July is not December

Photography

So, I ordered an X100VI from B&H on the third or fourth day of general availability, back in February. Last week I got a friendly note saying "you'll probably be waiting until December 31st for that."

So I stewed a little, then Luke suggested maybe I could just order from a local dealer and at least let them earn the interest on my delayed gratification. I pinged a local dealer and a friendly sales person told me their wait list was around ten people, but that Fujifilm hasn't been super consistent or communicative.  I went ahead and ordered.

Last night I got a notification that my order had shipped, and it arrived this morning. That's much better than December 31st.

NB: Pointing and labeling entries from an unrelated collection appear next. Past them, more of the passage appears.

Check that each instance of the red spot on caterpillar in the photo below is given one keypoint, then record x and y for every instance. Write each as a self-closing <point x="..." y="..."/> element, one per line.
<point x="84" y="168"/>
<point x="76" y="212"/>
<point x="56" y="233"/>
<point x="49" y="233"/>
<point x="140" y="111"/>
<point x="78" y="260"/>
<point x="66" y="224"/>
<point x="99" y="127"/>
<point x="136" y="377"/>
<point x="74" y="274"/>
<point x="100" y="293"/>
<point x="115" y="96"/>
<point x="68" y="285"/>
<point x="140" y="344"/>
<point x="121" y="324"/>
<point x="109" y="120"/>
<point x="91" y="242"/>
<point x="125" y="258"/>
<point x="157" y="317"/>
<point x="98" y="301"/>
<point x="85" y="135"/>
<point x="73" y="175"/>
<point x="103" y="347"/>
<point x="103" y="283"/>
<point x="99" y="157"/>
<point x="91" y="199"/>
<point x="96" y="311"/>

This is exciting. Since the  X100S—released in 2013—I've had this idea in my head of what I wanted the X100 series to do. The X100VI introduces IBIS, and that was the last thing on my list. They probably could have kept the X-Trans IV sensor from the X100V—I was very happy with that on last year's San Francisco vacation—but it even picks up the X-Trans V you can find on the X-T5.

I don't know if there's any other product line I've been this engaged with for so long, and with so much satisfaction over how it has shaped up. In my early digital days, I was excited about the Canon PowerShot G series, but they used that line as a way to drive people into the Digital Rebels, so there were constant feature regressions with each release, and I gave up. I had a lot of hope when Pentax came out with the K100D, but the same "cannibalize the low end to drive upsells" thing came into play there.

My first X100S was bought in reaction to all the games manufacturers play to drive you ever upmarket. I loved the form factor, the physical controls and the hybrid viewfinder. I loved that it was comparably specced to Fujifilm's flagships. The 23mm lens threw me at first, but I got over it and it became my home focal length. I did eventually get an X-T2 for the flexibility of interchangeable lenses, but the X100 series is the Fuji product line I've cared about and paid close attention to, and each iteration has made it a little better.

Other people could probably name stuff they've felt is a regression, or isn't moving forward to their satisfaction, but it feels generally immune to upsell nonsense because it is pointedly its own thing in the Fujifilm lineup. You pay a ton for it, you know what you want it for, and Fujifilm seems to understand that while it may be  a gateway drug into Fujifilm's sensibility, it would be a mistake to make it worse to force you to shift into the ILC segment. You're welcome to stop at the X100 series.

I'm not sure that I'm constitutionally capable of not trying out new cameras, but the X100 series has always felt like the "desert island" one to me.